Grocery stores rip you offGrocery stores rip you off

This is a public service announcement for New Yorkers, although it probably applies to everyone else everywhere in the world as well. Grocery stores in this city have a big problem with charging prices that are higher (very rarely lower) than the ones marked in the aisles. This is against the law, and in certain states there are serious fines for overcharging. According to an article in the New York Times, consumers lose more than $1 billion every year because of errors in the checkout line.

It’s important to know what something is supposed to cost when you get to the register. Today, for example, I bought a two-pound bag of onions at Gristede’s. A giant sign on the basket of onions said $1.49, but they rang up as $1.69. After I verified that I was correct, I alerted the cashier. She had no idea what to do, and she used the defense that “it rang up $1.69.” I told her I didn’t care, and that I wasn’t bothered by the twenty cents. I was bothered by the false advertising. She had to get a manager.

This happens almost every time I go to Gristedes or d’Agostino, and I always make sure I get the correct price. I may seem too thrifty, but New York is expensive enough as it is. I don’t need some crappy grocery store stealing twenty cents from me every time I buy a few onions. Sometimes I think, forget it, I won’t bother. But then I remember that everyone else who buys those onions will lose twenty cents, and by the end of the day Gristede’s will have stolen several dollars from hard-working people.

To make matters worse, sometimes they don’t have a price on something at all. I’ve been to known to leave a carton of milk at the register if I’m offended by the price. In fact, there always seems to be a pile of random groceries near the registers in these lowbrow stores; this pile is no doubt made up of items rejected by savvy consumers.

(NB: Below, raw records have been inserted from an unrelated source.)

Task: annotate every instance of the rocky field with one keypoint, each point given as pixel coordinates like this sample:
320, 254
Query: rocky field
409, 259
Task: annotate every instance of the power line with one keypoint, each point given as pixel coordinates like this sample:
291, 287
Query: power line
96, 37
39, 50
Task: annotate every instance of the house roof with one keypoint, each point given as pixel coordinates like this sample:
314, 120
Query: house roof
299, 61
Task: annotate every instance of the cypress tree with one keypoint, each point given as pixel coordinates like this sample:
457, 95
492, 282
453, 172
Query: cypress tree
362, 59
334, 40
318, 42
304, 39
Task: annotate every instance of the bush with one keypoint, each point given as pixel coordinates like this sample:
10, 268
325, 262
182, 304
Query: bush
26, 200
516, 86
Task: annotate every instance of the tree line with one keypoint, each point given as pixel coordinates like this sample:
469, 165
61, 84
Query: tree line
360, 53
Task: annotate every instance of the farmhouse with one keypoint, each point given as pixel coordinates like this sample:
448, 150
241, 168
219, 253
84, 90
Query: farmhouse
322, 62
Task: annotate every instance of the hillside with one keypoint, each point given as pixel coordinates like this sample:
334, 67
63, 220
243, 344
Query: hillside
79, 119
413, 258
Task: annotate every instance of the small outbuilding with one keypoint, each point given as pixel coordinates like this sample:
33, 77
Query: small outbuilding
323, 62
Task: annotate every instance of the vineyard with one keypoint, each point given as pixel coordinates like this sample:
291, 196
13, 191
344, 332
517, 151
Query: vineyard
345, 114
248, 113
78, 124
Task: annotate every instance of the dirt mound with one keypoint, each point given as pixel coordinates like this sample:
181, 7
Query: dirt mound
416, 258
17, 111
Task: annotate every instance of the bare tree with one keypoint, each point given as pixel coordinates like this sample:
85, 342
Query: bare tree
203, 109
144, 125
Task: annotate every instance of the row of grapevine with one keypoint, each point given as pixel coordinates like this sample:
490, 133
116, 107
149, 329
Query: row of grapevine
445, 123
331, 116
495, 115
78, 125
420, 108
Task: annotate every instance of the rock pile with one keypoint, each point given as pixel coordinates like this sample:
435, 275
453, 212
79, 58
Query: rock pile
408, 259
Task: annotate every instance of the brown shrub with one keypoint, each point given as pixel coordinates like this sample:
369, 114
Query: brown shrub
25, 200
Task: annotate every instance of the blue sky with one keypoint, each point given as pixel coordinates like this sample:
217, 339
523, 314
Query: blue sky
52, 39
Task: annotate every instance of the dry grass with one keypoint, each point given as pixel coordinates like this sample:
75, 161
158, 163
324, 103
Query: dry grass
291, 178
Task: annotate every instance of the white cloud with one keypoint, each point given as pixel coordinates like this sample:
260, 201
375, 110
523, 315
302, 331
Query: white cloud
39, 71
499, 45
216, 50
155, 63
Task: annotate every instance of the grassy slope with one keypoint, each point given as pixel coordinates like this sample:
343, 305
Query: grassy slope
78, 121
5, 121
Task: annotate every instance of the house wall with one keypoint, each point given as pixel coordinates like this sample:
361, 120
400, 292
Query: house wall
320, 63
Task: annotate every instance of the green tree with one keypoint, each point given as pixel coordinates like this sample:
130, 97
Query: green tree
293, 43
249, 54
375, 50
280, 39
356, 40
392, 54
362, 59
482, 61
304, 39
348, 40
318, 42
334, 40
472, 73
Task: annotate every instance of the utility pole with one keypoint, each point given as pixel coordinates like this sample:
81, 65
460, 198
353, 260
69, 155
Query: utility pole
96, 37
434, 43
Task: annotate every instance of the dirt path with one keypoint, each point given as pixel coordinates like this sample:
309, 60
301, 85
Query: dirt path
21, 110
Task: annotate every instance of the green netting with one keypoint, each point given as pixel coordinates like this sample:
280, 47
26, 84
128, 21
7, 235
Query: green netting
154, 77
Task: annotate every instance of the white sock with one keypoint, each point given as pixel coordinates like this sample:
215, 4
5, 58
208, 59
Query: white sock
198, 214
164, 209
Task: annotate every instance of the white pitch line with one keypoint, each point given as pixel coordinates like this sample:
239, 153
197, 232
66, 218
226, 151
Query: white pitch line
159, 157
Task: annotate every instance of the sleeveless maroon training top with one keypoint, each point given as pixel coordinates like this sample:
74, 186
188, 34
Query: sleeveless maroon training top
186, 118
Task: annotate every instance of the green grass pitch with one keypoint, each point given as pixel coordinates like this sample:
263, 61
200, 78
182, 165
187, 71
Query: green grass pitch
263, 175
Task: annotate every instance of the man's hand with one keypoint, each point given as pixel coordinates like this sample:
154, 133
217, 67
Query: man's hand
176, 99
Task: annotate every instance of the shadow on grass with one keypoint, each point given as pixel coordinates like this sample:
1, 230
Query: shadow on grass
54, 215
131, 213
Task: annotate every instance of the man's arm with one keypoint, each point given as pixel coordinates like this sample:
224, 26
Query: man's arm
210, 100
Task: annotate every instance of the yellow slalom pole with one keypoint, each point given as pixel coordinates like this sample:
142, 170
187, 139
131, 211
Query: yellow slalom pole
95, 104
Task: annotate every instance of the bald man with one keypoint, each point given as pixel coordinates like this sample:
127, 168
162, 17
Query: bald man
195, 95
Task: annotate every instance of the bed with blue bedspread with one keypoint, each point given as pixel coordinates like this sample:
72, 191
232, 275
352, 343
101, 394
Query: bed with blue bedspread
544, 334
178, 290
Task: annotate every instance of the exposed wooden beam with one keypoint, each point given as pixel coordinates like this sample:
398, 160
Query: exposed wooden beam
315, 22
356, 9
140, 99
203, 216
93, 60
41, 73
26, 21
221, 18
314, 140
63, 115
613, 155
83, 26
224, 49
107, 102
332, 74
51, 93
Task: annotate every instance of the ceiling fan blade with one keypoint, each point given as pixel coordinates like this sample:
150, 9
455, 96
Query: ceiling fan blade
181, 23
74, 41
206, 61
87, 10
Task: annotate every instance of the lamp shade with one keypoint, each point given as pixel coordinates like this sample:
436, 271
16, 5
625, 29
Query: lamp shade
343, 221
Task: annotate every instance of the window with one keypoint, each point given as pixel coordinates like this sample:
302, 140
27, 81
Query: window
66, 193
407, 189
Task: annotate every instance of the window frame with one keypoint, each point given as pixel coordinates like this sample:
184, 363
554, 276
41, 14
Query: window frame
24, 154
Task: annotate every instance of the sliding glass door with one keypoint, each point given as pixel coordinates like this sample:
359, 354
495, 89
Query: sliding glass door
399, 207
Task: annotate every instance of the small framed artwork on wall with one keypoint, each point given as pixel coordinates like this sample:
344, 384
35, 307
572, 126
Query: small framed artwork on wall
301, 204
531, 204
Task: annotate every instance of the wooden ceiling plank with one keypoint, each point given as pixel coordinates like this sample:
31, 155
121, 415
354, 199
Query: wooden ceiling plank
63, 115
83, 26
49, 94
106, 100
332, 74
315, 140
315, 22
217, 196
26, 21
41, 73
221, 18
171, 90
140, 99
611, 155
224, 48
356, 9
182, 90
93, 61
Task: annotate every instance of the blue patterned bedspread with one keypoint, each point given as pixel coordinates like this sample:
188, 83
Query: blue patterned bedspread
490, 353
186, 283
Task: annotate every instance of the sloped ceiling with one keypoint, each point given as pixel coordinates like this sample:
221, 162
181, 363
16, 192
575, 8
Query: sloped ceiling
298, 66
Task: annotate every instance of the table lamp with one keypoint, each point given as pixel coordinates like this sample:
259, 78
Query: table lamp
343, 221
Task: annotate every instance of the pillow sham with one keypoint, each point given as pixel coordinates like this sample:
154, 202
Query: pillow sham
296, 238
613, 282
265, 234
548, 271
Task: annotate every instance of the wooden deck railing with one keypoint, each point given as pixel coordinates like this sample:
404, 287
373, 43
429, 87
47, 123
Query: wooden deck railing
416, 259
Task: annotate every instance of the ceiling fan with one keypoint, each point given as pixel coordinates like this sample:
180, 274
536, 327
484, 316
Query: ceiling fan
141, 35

If you know that you’re being overcharged in a grocery store, a bar, or a restaurant, you have to bring it to the store’s attention. It’s probably an accident in most cases, although I think Gristedes does it on purpose considering how frequently it happens in that establishment. We can’t let people get away with ripping us off. Think of your fellow citizens!

Comments

I don’t think Gristedes puts price stickers on any items (the ones by me don’t). If the item or shelf label is not where it should be, you have no idea what something costs. I’ve definitely left a few things at Gristedes registers when I saw the price- most memorably the $17 bottle of Sam Adams chocolate stout.

$17! Typical. Just think of the old people shopping in there who have no idea.

The Gristedes downtown have stickers on about half their items, I’d say.

It isn’t the prices (although finding out I overpaid for something when I get home drives me wild, even if it’s just a few cents) in Pittsburgh grocery stores that bothers me so much, it’s the service. I won’t shop at the Giant Eagle, which is pretty much our ‘company store’, since it has the lion’s share of the market, for that reason.
I have been patronizing a Shop & Save which opened near my house and been pretty happy with it, just for the basics and necessities, and going to WF and MacGinnis Sisters for meat and luxuries, as well as our city farmer’s markets in the summer for produce, but recently the staff at the Shop & Save seems to have been taking lessons from their peers at the Giant Eagle in customer relations. Long lines at too few open registers, exacerbated by the baggers and cashiers carrying on intense conversations in unintelligible dialect and completely ignoring their customers. When I ventured the opinion, the last time I was there, that the bagger didn’t need to double bag because the bags I had brought were very thick plastic, and strong, he stared at me really insolently, and asked, “What do you want me to put in which bag?” and began to bag the groceries deliberately slowly.
I have spent a lot of money at that store since they opened, but now that an Aldi is opening nearby I’m thinking I’ll transfer my allegiance there for the basics.

I’m sure they count on the fact that most people don’t bother looking at the prices when they put it in their cart or don’t remember if they did look. And when it’s only 20 cents or so they look at you like you’re crazy to be making such a big deal out of a few cents! That really makes me mad.

Yes, it’s infuriating. They look at you like you’re a bum when in fact they should be embarassed and apologetic.